Davi Raposo e Luisa Oliveira - aplicativo - Do Portal

14/09/2015

 Arte: Paula Bastos Araripe

Principal assunto do país no momento, a corrupção seria produto de uma índole tipicamente brasileira, ou um fenômeno universal? Teria um marco inaugural no país? Seria intrinsecamente relacionada à política? Se, por um lado, as descobertas de desvios de recursos por agentes públicos deixam cidadãos indignados, por outro a insatisfação com a prática política não pode servir de desculpa para que se aceitem pequenas corrupções no cotidiano, ou para respaldar a tentativa de levar proveito a qualquer custo – expressa na Lei de Gerson, aquela de “querer levar vantagem em tudo”, abrindo espaço para pequenas práticas que acabam por incentivar uma cultura do corrupto fomentado pelo corruptor.

Os “malfeitos”, como um dia se referiu a presidente Dilma Rousseff, não foram praticados exclusivamente da última década, mas desde o Brasil Colônia, afirma a professora brasileira Denise Aparecida Soares Moura, PhD em História do Brasil Colônia pela Universidade Nova de Lisboa e professora da Universidade Estadual Paulista (Unesp).

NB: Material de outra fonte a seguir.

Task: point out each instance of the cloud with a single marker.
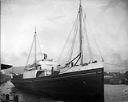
(106, 22)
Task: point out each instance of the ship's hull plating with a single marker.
(74, 85)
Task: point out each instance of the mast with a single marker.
(35, 45)
(80, 31)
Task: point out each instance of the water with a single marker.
(8, 88)
(116, 93)
(112, 93)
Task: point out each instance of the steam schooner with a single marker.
(76, 80)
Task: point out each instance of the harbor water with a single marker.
(112, 93)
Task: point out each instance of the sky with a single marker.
(106, 21)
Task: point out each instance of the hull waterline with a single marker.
(68, 86)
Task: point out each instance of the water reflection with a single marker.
(16, 95)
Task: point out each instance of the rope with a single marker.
(88, 43)
(61, 53)
(29, 53)
(73, 42)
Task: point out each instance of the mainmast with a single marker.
(35, 46)
(80, 31)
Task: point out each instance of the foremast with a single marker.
(80, 32)
(35, 48)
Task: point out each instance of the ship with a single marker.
(75, 80)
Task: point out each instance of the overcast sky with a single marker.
(107, 21)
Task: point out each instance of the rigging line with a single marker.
(74, 39)
(116, 64)
(39, 44)
(89, 48)
(29, 52)
(99, 50)
(66, 40)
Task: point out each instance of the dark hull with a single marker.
(79, 85)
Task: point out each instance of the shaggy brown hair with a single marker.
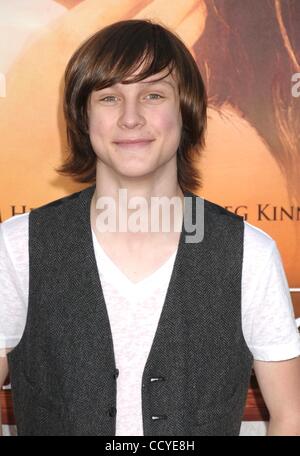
(109, 57)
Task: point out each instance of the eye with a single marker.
(154, 96)
(109, 98)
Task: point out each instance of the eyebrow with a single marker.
(158, 81)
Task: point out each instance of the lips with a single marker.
(134, 141)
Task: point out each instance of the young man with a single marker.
(141, 333)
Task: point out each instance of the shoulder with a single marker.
(14, 241)
(15, 228)
(258, 245)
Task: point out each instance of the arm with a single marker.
(279, 382)
(3, 375)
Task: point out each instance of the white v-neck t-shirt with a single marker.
(268, 319)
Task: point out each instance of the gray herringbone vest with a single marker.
(63, 372)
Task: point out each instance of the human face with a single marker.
(135, 128)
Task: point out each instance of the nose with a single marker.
(131, 115)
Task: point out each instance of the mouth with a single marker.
(134, 143)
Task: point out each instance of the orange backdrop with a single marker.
(239, 166)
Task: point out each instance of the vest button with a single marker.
(157, 379)
(112, 411)
(116, 374)
(158, 417)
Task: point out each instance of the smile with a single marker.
(133, 144)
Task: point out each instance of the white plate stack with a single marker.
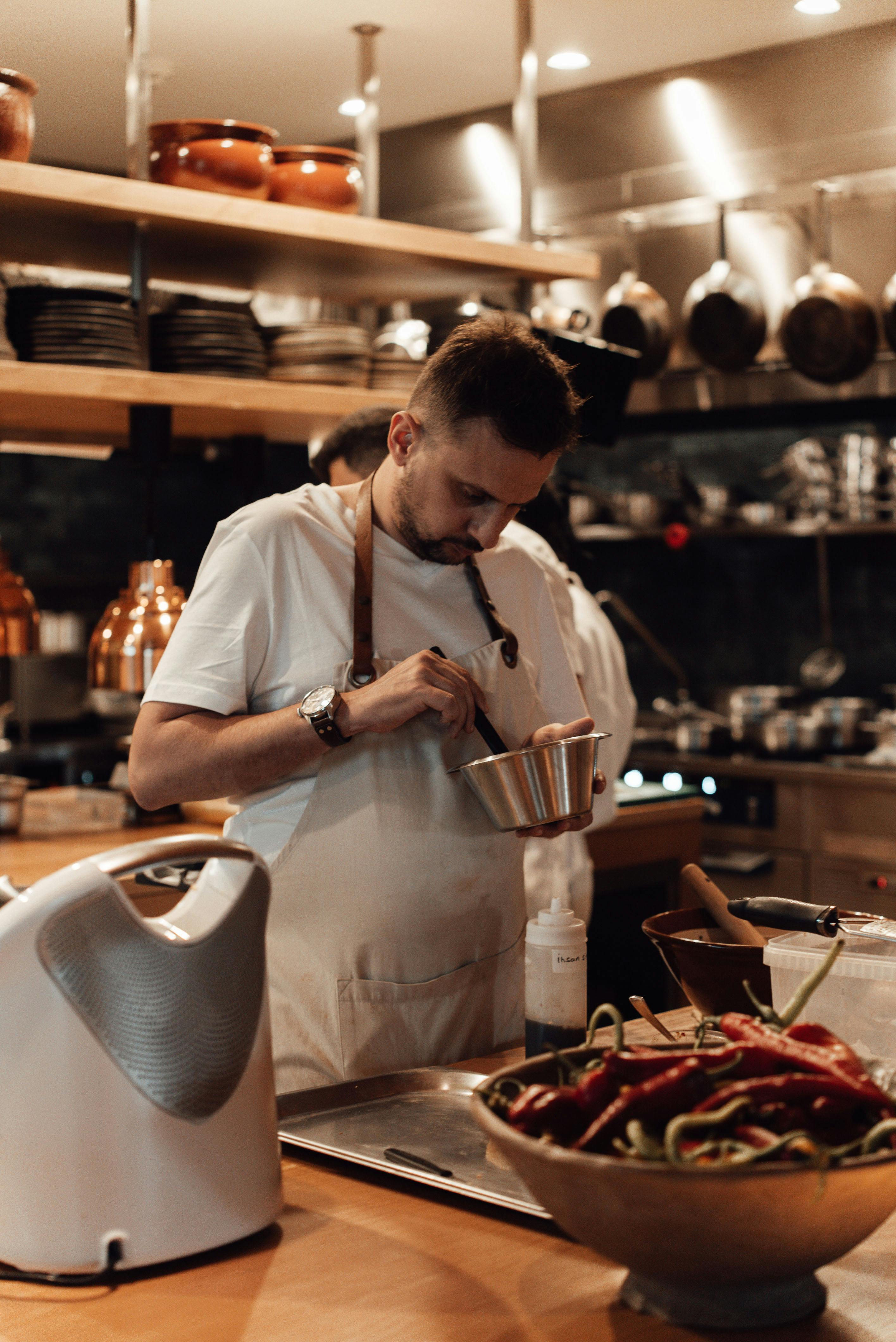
(395, 373)
(320, 352)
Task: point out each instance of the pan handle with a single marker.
(788, 914)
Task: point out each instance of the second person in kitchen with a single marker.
(300, 681)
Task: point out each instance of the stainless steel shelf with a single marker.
(611, 532)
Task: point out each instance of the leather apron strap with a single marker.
(363, 669)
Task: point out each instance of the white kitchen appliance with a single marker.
(137, 1102)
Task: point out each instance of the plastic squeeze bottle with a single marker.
(556, 980)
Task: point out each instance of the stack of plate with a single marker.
(395, 373)
(214, 340)
(7, 351)
(320, 352)
(90, 327)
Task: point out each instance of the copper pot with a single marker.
(19, 619)
(16, 115)
(830, 329)
(128, 643)
(317, 176)
(724, 313)
(636, 316)
(231, 158)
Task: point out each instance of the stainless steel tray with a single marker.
(423, 1113)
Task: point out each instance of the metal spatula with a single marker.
(821, 920)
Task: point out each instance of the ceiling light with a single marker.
(570, 60)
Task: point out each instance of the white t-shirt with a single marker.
(270, 618)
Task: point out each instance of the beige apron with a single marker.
(398, 913)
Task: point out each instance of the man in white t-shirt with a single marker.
(560, 868)
(301, 681)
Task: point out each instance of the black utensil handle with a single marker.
(788, 914)
(420, 1163)
(483, 726)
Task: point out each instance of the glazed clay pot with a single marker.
(317, 176)
(16, 115)
(231, 158)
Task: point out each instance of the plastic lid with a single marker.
(556, 926)
(860, 957)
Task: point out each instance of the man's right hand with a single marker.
(422, 682)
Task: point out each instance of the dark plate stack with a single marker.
(7, 351)
(211, 340)
(96, 328)
(320, 352)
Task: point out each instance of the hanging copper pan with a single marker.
(634, 315)
(830, 328)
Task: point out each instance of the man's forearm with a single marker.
(194, 756)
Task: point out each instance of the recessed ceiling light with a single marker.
(569, 61)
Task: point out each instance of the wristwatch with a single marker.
(320, 708)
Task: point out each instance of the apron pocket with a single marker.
(467, 1014)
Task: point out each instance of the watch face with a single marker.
(318, 701)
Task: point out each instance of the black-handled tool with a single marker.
(821, 920)
(420, 1163)
(483, 726)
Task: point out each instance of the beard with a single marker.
(446, 549)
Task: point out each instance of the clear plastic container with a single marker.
(858, 999)
(556, 980)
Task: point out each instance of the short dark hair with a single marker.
(360, 439)
(494, 368)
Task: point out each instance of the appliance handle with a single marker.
(155, 853)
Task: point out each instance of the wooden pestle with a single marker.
(717, 904)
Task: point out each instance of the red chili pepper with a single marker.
(794, 1088)
(807, 1032)
(548, 1109)
(799, 1055)
(655, 1101)
(596, 1090)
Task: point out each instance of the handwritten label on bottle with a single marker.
(568, 961)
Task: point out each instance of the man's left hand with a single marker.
(561, 732)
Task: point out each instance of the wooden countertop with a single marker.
(369, 1259)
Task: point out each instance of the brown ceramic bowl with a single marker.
(16, 115)
(317, 176)
(705, 1247)
(231, 158)
(710, 972)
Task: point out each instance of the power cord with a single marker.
(103, 1277)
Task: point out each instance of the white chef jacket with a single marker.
(563, 866)
(250, 642)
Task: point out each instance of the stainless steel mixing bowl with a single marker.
(538, 784)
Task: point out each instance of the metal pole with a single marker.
(367, 124)
(526, 116)
(137, 91)
(137, 116)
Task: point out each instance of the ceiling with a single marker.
(289, 65)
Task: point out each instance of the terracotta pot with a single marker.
(231, 158)
(710, 972)
(317, 176)
(19, 619)
(128, 643)
(16, 115)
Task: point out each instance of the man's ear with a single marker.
(404, 433)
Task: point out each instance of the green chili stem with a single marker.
(619, 1034)
(676, 1128)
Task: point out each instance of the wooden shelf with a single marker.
(73, 402)
(85, 221)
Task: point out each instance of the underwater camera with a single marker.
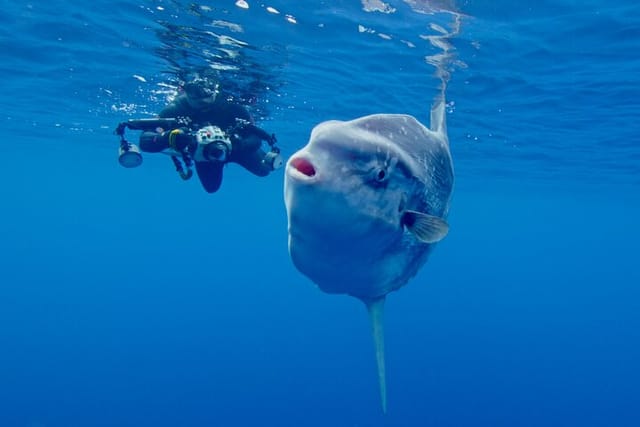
(129, 155)
(273, 159)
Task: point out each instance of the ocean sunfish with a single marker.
(366, 201)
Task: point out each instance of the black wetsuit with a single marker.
(235, 121)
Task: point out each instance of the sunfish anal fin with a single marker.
(375, 307)
(426, 228)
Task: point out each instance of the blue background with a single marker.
(130, 298)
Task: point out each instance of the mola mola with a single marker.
(366, 201)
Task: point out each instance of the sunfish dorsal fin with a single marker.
(375, 307)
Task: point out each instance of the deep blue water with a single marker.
(131, 298)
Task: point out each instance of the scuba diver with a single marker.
(199, 127)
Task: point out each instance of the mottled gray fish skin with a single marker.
(346, 230)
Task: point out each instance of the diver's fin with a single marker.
(426, 228)
(376, 311)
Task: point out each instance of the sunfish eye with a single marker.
(379, 176)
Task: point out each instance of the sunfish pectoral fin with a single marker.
(375, 307)
(426, 228)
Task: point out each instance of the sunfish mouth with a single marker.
(303, 166)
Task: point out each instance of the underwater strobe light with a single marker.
(129, 155)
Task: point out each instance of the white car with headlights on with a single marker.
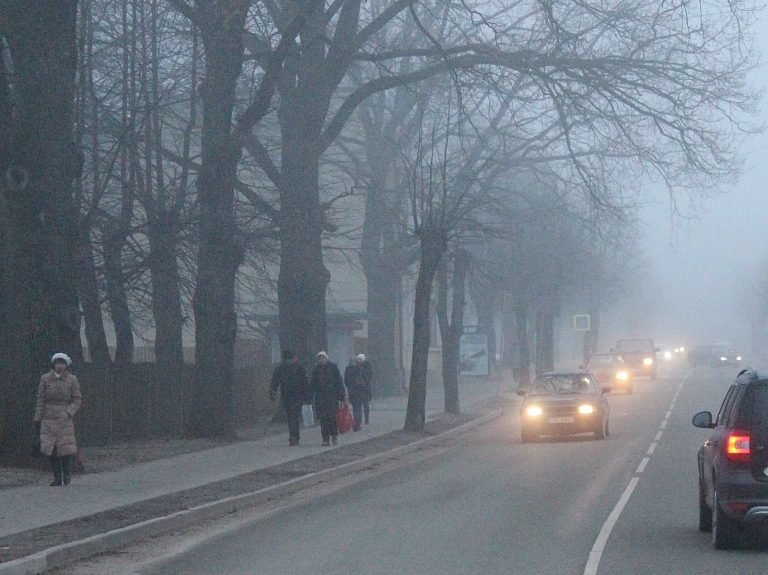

No período colonial, diz, funcionários do rei que atuavam na colônia também desviavam recursos públicos.

– A colônia pagava tributos ao Império e os recursos serviam para sustentar a Corte e armar os exércitos. O recurso público era gerado por meio de tributos pagos por comerciantes, multas que aplicavam a algum transgressor de lei. Porém, funcionários foram denunciados por desviar estes recursos para uso privado.

A impunidade, da mesma forma, também fazia parte das práticas de suborno no Brasil Colônia. Além de se ter facilidade ao acesso de dinheiro público, a falta de punição foi o principal motivo para as práticas corruptas penetrarem na cultura do país, como explica Denise:

– Naquela época, não havia órgãos do Estado voltados para a fiscalização e denúncia dos descaminhos. Os processos eram engavetados ou os acusados encontravam proteção nas Cortes ou junto a outros funcionários, como governadores, ouvidores, corregedores... As pessoas também lutavam para alcançar os cargos públicos porque sabiam que poderia ser caminho fácil para ter prestígio ou direitos de nomear outros que poderiam lhe garantir regalias e poderes. Ou seja, a cultura do desvio de recurso público foi introduzida na política brasileira graças à impunidade e às redes de relações que os responsáveis por cometer práticas corruptas construíram dentro do próprio Estado.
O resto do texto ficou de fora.